Pipe replacement in Chicago under WEC Energy Group remains “on an unsustainable path,” CUB Executive Director David Kolata says. Dolan’s recommendation “didn’t really ask anything new of Peoples Gas, and that should be of concern to Chicago consumers.”
Among other things, Illinois Attorney General Lisa Madigan, a consistent critic of the program, has proposed limiting Peoples’ annual pipe replacement budget to $130 million. That would mean completing Chicago’s gas main project sometime after 2050. Peoples has proposed finishing the work between 2035 and 2040 at an annual cost of more like $250 million.
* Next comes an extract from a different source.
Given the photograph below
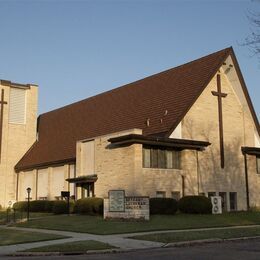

The ICC judge agreed with Peoples. (No one argues that the pipes, some of which are more than a century old, don’t need replacing.)
In an email, the utility says it’s pleased with Dolan’s recommendation. “We commend the commission for its leadership and vision throughout this process, and remain committed to working with all parties as we continue implementing” the program.
Much of the strategic underpinning of the Wisconsin company’s $5.7 billion acquisition last year of Integrys, which owned utilities in Michigan, Wisconsin and Minnesota in addition to Peoples and its suburban sibling North Shore Gas, was the steady revenue increases at Peoples due to the higher rates paid by Chicagoans to finance the infrastructure work.
In 2015, the ICC approved the deal while refusing to consider the soaring costs at Peoples but later found that Integrys executives had purposefully kept information about cost overruns from the commissioners even when asked directly. Peoples agreed last year to pay $18.5 million to settle charges that its former executives lied to the commission about a material issue, which state law forbids.
The ICC then moved for an expeditious reset of the gas main program. If it endorses its judge’s recommendation, at least it will have gotten the expeditious part right.